Do they look alike to you, they sure as hell dont to me!

Please help me if you can. Thanks!


----------



## KA24DE (Apr 18, 2004)

Here's another picture of a 1992, the people at the garage must've messed up. Im not sure but i want to find out before i actually go and buy the car.


----------



## KA24DE (Apr 18, 2004)

*the 2nd white car i posted, it is a 1993 right just the hatchback version of the car?*


----------



## zlr101 (Nov 17, 2003)

yes to your question second one is hatchback other 2 are coupes. 91-94 all have the same nose. 89-90 have a square nose and square turnsignal lights also have a sohc engine.


----------



## Asleep (Jan 19, 2003)

dont forget that all 94's are recognizable because they are convertibles.


----------



## billyjuan (Jan 14, 2004)

Asleep_94_Altima said:


> dont forget that all 94's are recognizable because they are convertibles.

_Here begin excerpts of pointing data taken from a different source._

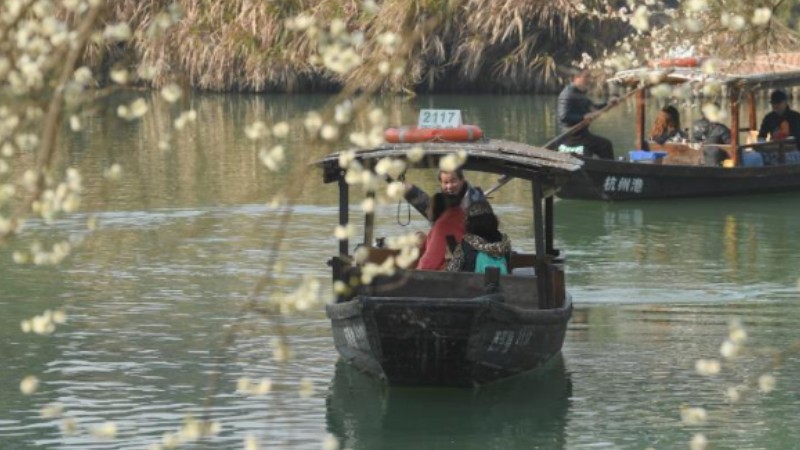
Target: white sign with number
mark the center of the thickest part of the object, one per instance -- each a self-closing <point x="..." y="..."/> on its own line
<point x="439" y="118"/>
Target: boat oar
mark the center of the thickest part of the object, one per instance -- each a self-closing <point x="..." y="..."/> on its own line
<point x="561" y="137"/>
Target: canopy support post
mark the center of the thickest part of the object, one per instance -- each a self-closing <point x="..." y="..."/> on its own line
<point x="736" y="153"/>
<point x="542" y="273"/>
<point x="369" y="222"/>
<point x="640" y="119"/>
<point x="548" y="226"/>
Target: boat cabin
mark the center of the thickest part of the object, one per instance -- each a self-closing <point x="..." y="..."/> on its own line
<point x="543" y="169"/>
<point x="742" y="82"/>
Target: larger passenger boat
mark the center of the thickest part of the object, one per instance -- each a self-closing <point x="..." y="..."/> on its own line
<point x="416" y="327"/>
<point x="687" y="170"/>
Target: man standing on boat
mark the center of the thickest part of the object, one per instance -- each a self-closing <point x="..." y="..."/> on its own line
<point x="445" y="211"/>
<point x="782" y="122"/>
<point x="575" y="107"/>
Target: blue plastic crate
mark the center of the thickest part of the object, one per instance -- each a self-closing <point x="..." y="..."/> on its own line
<point x="752" y="159"/>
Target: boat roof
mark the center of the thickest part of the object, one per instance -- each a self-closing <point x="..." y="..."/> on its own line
<point x="768" y="71"/>
<point x="492" y="155"/>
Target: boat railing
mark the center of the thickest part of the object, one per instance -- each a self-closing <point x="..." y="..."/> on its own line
<point x="775" y="153"/>
<point x="771" y="153"/>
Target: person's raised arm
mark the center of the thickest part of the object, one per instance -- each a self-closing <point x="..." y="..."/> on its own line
<point x="418" y="198"/>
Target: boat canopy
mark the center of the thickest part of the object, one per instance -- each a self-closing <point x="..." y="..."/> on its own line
<point x="771" y="71"/>
<point x="514" y="159"/>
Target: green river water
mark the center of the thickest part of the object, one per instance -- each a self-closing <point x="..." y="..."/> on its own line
<point x="187" y="232"/>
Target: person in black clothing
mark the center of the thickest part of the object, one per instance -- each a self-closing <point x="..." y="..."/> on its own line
<point x="711" y="135"/>
<point x="667" y="127"/>
<point x="483" y="242"/>
<point x="574" y="106"/>
<point x="782" y="122"/>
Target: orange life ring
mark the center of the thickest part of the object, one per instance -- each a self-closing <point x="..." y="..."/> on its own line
<point x="412" y="134"/>
<point x="688" y="61"/>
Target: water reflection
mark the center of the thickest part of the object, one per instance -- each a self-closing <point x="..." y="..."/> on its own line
<point x="528" y="411"/>
<point x="713" y="249"/>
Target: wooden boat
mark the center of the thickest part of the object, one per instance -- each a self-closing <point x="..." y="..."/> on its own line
<point x="685" y="171"/>
<point x="431" y="328"/>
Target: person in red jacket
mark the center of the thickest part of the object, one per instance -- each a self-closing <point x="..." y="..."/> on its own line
<point x="446" y="212"/>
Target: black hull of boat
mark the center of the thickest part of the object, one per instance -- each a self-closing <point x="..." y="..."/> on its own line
<point x="445" y="342"/>
<point x="620" y="180"/>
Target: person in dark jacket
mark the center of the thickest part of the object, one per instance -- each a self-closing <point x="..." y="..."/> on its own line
<point x="446" y="211"/>
<point x="483" y="244"/>
<point x="667" y="126"/>
<point x="782" y="122"/>
<point x="574" y="106"/>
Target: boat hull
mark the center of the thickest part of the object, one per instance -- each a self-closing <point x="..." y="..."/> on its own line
<point x="620" y="180"/>
<point x="446" y="342"/>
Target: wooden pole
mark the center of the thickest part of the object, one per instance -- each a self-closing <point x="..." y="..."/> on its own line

Well my is a 94 and its a not a convertible lol :fluffy:


----------



## Asleep (Jan 19, 2003)

lol, oops, didnt phrase that correctly... meant to say, haha, i dont know what i meant to say...


----------



## 93blackSER (Feb 1, 2003)

billyjuan's car is a 94 non-convert because it's a JDM 180sx. damn him and his rubbing it in.


----------



## billyjuan (Jan 14, 2004)

I know i was trying to be funny hahahaha lol sorry guys


----------



## 93blackSER (Feb 1, 2003)

billyjuan said:


> I know i was trying to be funny hahahaha lol sorry guys


it's all good.  when you giving me your car anyways?


----------



## kaptainkrollio (Jul 29, 2003)

did they make any 5spd 94's? all ive seen are auto. except billyjuan's.


----------



## bobstaxi (Mar 30, 2004)

my 93 coupe looks like the first pic you posted...now I gotta go check the vin :thumbdwn:


----------



## kaptainkrollio (Jul 29, 2003)

91-94 had same front end!!!


----------



## Kelso (Apr 29, 2003)

94's are all auto and all convertible (usdm atleast)
and all coupes


----------



## Asleep (Jan 19, 2003)

thats what i wanted to say...


----------



## PenisPumpin (Apr 20, 2004)

Sold to the man in the tweed jacket!


----------



## augimatic (Mar 23, 2004)

Why would any car company make a car all auto??? Stupid Japanese......they hate us.


----------



## kaptainkrollio (Jul 29, 2003)

because it is cheaper than switcing between aut and 5spd and auto tends to sell better


----------



## Loki (Jan 12, 2004)

kaptainkrollio said:


> because it is cheaper than switcing between aut and 5spd and auto tends to sell better




sad but true.....


----------



## barney (Apr 21, 2004)

PenisPumpin said:


> Sold to the man in the tweed jacket!


banned!


----------